Собрание вступило в наиболее продуктивную фазу пьянки, когда выпитое еще не туманит разум, но бодрит и пробуждает ораторские способности. Чуча, деятельно жестикулируя, заговорила про онтологию брака.

- Дело не в том, кто кому изменяет, и изменяет ли вообще. Дело в том, что современный брак воспринимается через призму устаревших понятий. Общество изменилось, но когда люди судят о браке, они оперируют допотопными понятиями. Применяют к современному автомобилю терминологию барышников позапрошлого столетия. Да, похоже, конечно, но подобие не означает тождество! Что такое измена жены двести лет назад? Это своеволие того, кто не имеет никакого права на свою волю. Ее взяли в дом, как корову, - чтобы исполняла строго обозначенные функции. И жена, и корова, и телега были вещи одного порядка – каждая имела четкую хозяйственную функцию, и про каждую было известно, зачем она человеку нужна. И если твоя телега по собственной воле поехала в чужой огород, то ее следует порубить на дрова, а себе взять другую, нормально работающую.

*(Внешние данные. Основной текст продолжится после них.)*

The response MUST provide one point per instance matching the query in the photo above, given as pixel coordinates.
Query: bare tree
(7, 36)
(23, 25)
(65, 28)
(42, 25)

- Ты хочешь сказать, что сегодня жена лишена какой-либо функциональности? - вздернув брови, спросила Алена.

- Не то чтобы лишена... Но раньше у всех она была одинаковая, а сейчас у каждой своя, причем женщина сама себе выбирает функцию. Ты вот, например, жена, которая зарабатывает. Катька – жена, которая уют создает. Галка – жена, которая воспитывает... Правила поломались. А наряду с изломавшейся функцией пропало и четкое понимание необходимости брака. Спросить у мужиков сегодня – зачем женишься? Девять из десяти пожмут плечами. Десятый скажет или “люблю-не могу, а ей замуж хочется”, или “чтобы было кому воды подать”.

- Ты свой опрос у пивной проводила, что ли? - вступился за мужиков Павел. - Найдется достаточно мужчин, умеющих развернуто объяснять свои поступки...

- Это ботаны с философией, - оборвала его Чуча. - Так за них никто замуж не идет, чего их слушать. Ну так вот. Когда пропала всем понятная функциональность и понимание причины, изменилось основание брака. Раньше женились, потому что в этом была суровая социальная необходимость. Сегодня  единственным основанием брака утвердили любовь.

- Так прекрасное же  основание! - воскликнула Алена.

- Прекрасное. Только... как бы это сказать... устаревшее.

- Ну ничего себе! Любовь ей устарела...

- Подожди выступать, слушай. Когда двести лет назад домостроевец любил жену по принципу “мое, никому не отдам, никуда не пущу” - это было нормально. Когда по этому же принципу пытаются любить сегодня – это абсурд.

- Кто же кого куда не пускает сегодня?

- Ален, не перебивай... Я плавно возвращаюсь к тому, с чего начала, к понятию измены... Два взрослых человека, непонятно, зачем, но по обоюдному согласию, живут вместе. Они ведут равноценную социальную жизнь. Они по собственному усмотрению формируют круг общения – и очень часто эти круги между собой даже не пересекаются. Каждый из двоих самодостаточен. Они свободны прекратить брак, когда им вздумается, и прекращение брака по большому счету не скажется на их нормальном функционировании в этой жизни. Женщина не умрет с голода. Мужчина не станет заламывать руки, глядя, как хозяйство приходит в запустение. И если они абсолютно свободны в обязательствах друг перед другом; если эти обязательства – не всеобщий непреложный закон, а выработаны персонально этими людьми для себя, и каждый сам решает, кто кому чего должен и вообще должен ли, - почему они так же свободно не могут располагать собственными гениталиями? Какая может быть “измена” в сложившихся условиях? Что это такое? Да сегодня вообще не должно быть такого понятия! Но оно остается, потому что любовь остается ветхозаветной.

- И что же ты предлагаешь в этих изменившихся условиях? - спросил Глеб.

- Да, каков исход? - подхватил Павел в надежде, что Чуча спутается.

Но Чуча шпарила, как по писаному:

- Чувства необходимо приводить в соответствие с современными убеждениями. Все убеждены, что свободу человека надо всячески ценить. Каждый имеет право, и все такое. Но предположим, муж получил сексуальное удовольствие не с тобой – так ты же будешь орать “измена!”. Будешь устраивать сцены и пытаться сделать из тигра кролика. Но что характерно: в глубине души ты не будешь чувствовать своей правоты. Именно потому, что ты ведь знаешь: человек рожден свободным, а ты в данном случае хочешь лишить его элементарного права - права решать, с кем ему иметь секс, а с кем не иметь. То есть с одной стороны, ты знаешь: он имеет право, поскольку свободный человек. С другой стороны, чувствуешь: он не имеет права, так как ты его любишь. Вот и противоречие. И если разум и чувство не привести к общему знаменателю, с браком будет покончено.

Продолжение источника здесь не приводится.